Dual polymer conditioning of water treatment residuals


AYOL A., Dentel S., Filibeli A.

JOURNAL OF ENVIRONMENTAL ENGINEERING, cilt.131, sa.8, ss.1132-1138, 2005 (SCI-Expanded) identifier identifier

  • Yayın Türü: Makale / Tam Makale
  • Cilt numarası: 131 Sayı: 8
  • Basım Tarihi: 2005
  • Doi Numarası: 10.1061/(asce)0733-9372(2005)131:8(1132)
  • Dergi Adı: JOURNAL OF ENVIRONMENTAL ENGINEERING
  • Derginin Tarandığı İndeksler: Science Citation Index Expanded (SCI-EXPANDED), Scopus
  • Sayfa Sayıları: ss.1132-1138
  • Anahtar Kelimeler: dewatering, sludge, flocculation, polymers, rheology, FULL-SCALE, SLUDGE, DEWATERABILITY, FLOCCULATION, RHEOLOGY, POLYELECTROLYTES, OPTIMIZATION, ADSORPTION
  • Dokuz Eylül Üniversitesi Adresli: Evet

Özet

Conditioning of either wastewater biosolids or water treatment residuals conventionally utilizes a single polymer to improve subsequent dewatering.

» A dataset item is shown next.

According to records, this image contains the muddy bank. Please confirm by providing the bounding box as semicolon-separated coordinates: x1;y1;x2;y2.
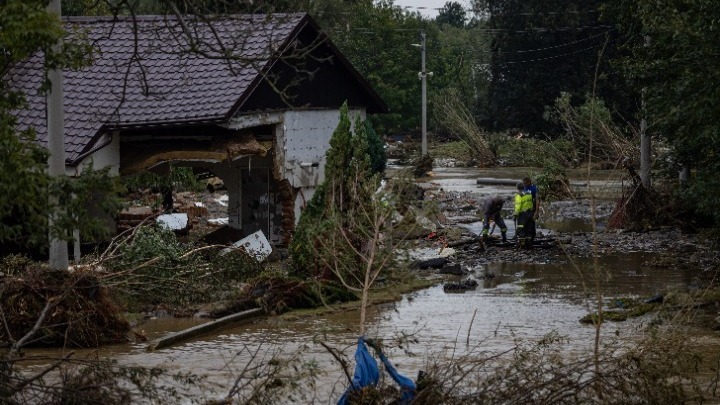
426;183;720;287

The sequential addition of two polymers has been reported to enhance biosolids dewaterability, but comparable benefits have not been demonstrated for water treatment residuals. This paper evaluated the use of cationic and nonionic polymers, singly and in combination (dual), to investigate whether dual polymer conditioning of residuals offers any advantages, and to determine whether the results could be accommodated by current mechanistic understandings. For this purpose, lab-scale tests used capillary suction time (CST), supernatant viscosity, zeta potential, streaming current, turbidity, floc size, and rheometric analyses. Comparisons of CST and viscosity results for single and dual polymer additions indicated that dual polymer use gave moderately improved dewaterability, possibly due to the increased mixing utilized for dual polymer addition. Using a cationic polymer produced a less turbid supernatant. Zeta potential and streaming current were not good indicators of conditioning efficacy when a nonionic polymer was used. Rheometric analyses were only meaningful in one selected method for treatment of the data: the area under the rheogram up to a shear rate of 30 inverse s. Overall, implementation of dual polymer use does not appear warranted.